Monday, June 20, 2011

The Faithful in Parentheses

This past weekend I attended a really good production of Hairspray at the dinner theatre Circa '21 here in Rock Island, and left the show most impressed not with the portrayal of the lead character, Tracy Turnblad, but with the performance of the actor playing the non-major character Penny Pingleton. She stole the show every time she walked on the stage. This, combined with thinking on Ali's last post, produced a reflection surrounding this past weekend's reading: that Sunday School stories often confused "spectacular" with "more important" and overlooked unspectacular stories that are to be found in the very same texts as their more spectacular counterparts.

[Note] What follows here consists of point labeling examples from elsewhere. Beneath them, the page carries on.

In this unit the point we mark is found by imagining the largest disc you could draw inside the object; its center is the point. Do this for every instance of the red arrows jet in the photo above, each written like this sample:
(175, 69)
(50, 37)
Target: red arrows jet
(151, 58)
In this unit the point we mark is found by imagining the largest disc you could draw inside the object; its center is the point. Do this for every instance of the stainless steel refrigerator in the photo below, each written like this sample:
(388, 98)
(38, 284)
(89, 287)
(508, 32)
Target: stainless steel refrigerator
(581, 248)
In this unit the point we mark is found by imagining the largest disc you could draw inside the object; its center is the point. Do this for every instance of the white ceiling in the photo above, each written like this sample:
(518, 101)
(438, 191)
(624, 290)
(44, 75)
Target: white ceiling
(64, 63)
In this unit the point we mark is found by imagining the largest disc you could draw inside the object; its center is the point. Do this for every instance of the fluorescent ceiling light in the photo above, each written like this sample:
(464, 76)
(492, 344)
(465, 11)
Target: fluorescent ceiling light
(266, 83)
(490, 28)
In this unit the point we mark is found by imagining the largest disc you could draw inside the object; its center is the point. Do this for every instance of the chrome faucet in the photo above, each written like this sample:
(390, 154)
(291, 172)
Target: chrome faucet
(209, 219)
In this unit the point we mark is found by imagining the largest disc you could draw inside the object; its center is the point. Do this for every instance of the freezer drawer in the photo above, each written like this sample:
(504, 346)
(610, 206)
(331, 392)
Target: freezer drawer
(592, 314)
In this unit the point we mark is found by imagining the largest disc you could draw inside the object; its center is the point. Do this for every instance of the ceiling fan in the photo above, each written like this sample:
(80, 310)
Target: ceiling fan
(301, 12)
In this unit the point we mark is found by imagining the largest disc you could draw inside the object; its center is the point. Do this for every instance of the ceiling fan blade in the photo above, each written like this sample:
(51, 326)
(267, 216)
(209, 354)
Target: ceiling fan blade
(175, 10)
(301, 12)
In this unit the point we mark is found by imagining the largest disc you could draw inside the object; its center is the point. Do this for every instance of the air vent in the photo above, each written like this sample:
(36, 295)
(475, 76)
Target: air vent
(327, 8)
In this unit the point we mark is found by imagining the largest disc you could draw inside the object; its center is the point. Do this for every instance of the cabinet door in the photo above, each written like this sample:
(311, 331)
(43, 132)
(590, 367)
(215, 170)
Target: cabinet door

The take home message, intentionally or unintentionally, was that God always works in spectacular ways, and that if we are true followers, our lives ought to be spectacular too.

Take for instance the story of Elijah's confrontation with the prophets of Baal on Mt. Carmel. Remember that story from Sunday School? Yet just ahead of that story, in the first 15 verses of 1 Kings 18, we meet Obadiah, whose faithfulness to God did not at all resemble Elijah's and whose story I do not recall hearing in Sunday School. His faithfulness did not involve a spectacular public showdown with evil, but rather quiet civil disobedience, and is given to us in the narrative in a parenthetical comment: "(Now Obadiah feared the LORD greatly. For it was so, when Jezebel cut off the prophets of the LORD, that Obadiah took an hundred prophets, and hid them by fifty in a cave, and fed them with bread and water.)"

Or hearken back to that most difficult book of Judges. Chapter 3 tells the exciting story of Ehud the Benjamite judge who defeated the evil King Eglon of Moab. It reads like a James Bond synopsis. But the very last verse of chapter 3 is dedicated to the judge who succeeded Ehud, just one verse: "And after him was Shamgar the son of Anath, which slew of the Philistines six hundred men with an ox goad: and he also delivered Israel." Our imaginations are left to fill in mostly blanks about Shamgar. Did he work as a cattle herder and pick the Philistines off one unsuspecting victim at a time, unspectacularly, secretly? Seems plausible to me, and in its own way amazing, but easily overlooked. There are many other such contrasts both in scripture and in history it seems to me. I feel this tension in different aspects of my own vocation.

One must acknowledge that in the scriptural narrative, as in all complex narratives, a sense of importance is rightly given to major characters by how much we are told about them. Fair and good. One could say that in the grand arc of scripture, Elijah plays a more prominent role than does Obadiah. But Obadiah was not less faithful or pleasing to God. And in the final analysis neither they nor any others are going to care two bits about whether they were minor or major characters in God's story. This is an important context for Sunday School teachers in their relaying of Biblical stories and selecting curriculum. 1. It's God's story they are telling, the story of God in the world, and 2. Their students may be "major" or "minor" characters in God's story, but that is not half as important as whether they are found faithful.

1 comment:

  1. Amen! I'm completely with you on this. I wonder if the impulse toward focusing on the flashy, dramatic stories has to do with the belief that this is necessary to keep kids' attention. We might be buying into the idea that the stories we tell them in Sunday School need to compete with the fairy tales the super heroes. And certainly, as you point out, the Bible has those dramatic stories in abundance. But then there are the quieter stories that are more important than perhaps they get credit for. And what's more, I think they help us have a more rounded out perspective on the Christian life. I might be an underachiever, but I have never had a show down with false prophets. I like the full picture of how God acts in both cases and gives his people both kinds of work. And both are important. Thanks, friend.